In [1]:
# Allow us to load `open_cp` without installing
import sys, os.path
sys.path.insert(0, os.path.abspath(".."))

Sources

  1. Kulldorff et al, "A Space–Time Permutation Scan Statistic for Disease Outbreak Detection", PLoS Med 2(3): e59, DOI:10.1371/journal.pmed.0020059
  2. Kulldorff M. and Information Management Services, Inc. SaTScanTM v8.0: Software for the spatial and space-time scan statistics. http://www.satscan.org/, 2009.
  3. Cheng, Adepeju, "Modifiable Temporal Unit Problem (MTUP) and Its Effect on Space-Time Cluster Detection", PLOS ONE 9(6): e100465. DOI:10.1371/journal.pone.0100465
  4. Adepeju, Rosser, Cheng, "Novel evaluation metrics for sparse spatiotemporal point process hotspot predictions - a crime case study", International Journal of Geographical Information Science, 30:11, 2133-2154, DOI:10.1080/13658816.2016.1159684

Discussion

The "Space-Time (Permutation) Scan Statistic" comes from a family of statistical tests for clustering in space-time point process data. The freely available ("free as in beer"; source code is seemingly not available) software (2) implements a variety of cluster detection algorithms. The particular algorithm we are interested in was first proposed in (1).

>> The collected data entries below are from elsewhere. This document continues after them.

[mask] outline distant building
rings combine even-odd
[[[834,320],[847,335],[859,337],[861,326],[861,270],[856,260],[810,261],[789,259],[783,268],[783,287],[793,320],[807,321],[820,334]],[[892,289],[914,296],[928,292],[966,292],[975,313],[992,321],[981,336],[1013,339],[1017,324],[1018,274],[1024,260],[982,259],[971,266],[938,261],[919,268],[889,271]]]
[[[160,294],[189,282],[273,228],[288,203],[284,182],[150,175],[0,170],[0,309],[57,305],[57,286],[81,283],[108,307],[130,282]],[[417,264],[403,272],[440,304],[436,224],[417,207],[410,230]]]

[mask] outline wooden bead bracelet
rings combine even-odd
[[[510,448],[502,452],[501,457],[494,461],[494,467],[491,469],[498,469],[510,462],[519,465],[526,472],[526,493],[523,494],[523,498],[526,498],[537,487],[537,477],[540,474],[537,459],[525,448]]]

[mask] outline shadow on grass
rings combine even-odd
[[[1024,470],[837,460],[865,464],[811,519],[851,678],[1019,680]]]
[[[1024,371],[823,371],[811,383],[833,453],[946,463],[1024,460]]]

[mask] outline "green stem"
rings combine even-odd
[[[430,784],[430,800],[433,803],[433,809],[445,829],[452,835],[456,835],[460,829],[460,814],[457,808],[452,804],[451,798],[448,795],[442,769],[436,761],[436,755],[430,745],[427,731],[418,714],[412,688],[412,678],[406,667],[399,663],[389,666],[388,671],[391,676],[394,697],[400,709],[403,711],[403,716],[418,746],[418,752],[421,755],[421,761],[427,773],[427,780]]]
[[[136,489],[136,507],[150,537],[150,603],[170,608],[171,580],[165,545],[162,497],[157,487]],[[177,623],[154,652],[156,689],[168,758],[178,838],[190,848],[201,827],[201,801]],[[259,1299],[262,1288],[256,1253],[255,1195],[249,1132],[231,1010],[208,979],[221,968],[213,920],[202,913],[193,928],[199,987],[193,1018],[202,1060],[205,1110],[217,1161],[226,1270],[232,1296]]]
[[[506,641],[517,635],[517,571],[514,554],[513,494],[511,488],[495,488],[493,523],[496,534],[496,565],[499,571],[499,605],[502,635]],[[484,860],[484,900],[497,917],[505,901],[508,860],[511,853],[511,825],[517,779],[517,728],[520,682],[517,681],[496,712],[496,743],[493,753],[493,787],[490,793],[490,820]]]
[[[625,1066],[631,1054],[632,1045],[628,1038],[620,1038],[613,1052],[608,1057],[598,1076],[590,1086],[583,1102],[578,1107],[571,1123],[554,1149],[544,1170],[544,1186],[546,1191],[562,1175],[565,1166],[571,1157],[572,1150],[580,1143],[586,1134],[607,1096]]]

The basic idea is to look at the space-time data, and to consider all possible "cylinders": pick a location $(x,y)$ in space, a radius $r$ and a start and end time, $t_s, t_e$. Then we consider all (space) points within distance $r$ of $(x,y)$, and all time points $t_s \leq t \leq t_e$ (visualised in three dimensions, this is indeed a cylinder). We then have a choice of an underlying statistical model which allows us to compute the expected number of events in the cylinder. We compare this expected number against the actual number of events which occurred, and single out the most "extreme" cylinder as our (primary) cluster. Once done, we can then single out other cylinders as "secondary" clusters.

The user-manual (2) contains a large bibliography, including applications to crime analysis. We shall follow (3) and (4) as they give fairly precise details of how the software (2) was used. The website of (2) also lists other software, but none of these packages seem to implement the "permutation" algorithm discussed here.

See the notebook SaTScan Replication.ipynb for explication of some of the analyses which (2) can perform.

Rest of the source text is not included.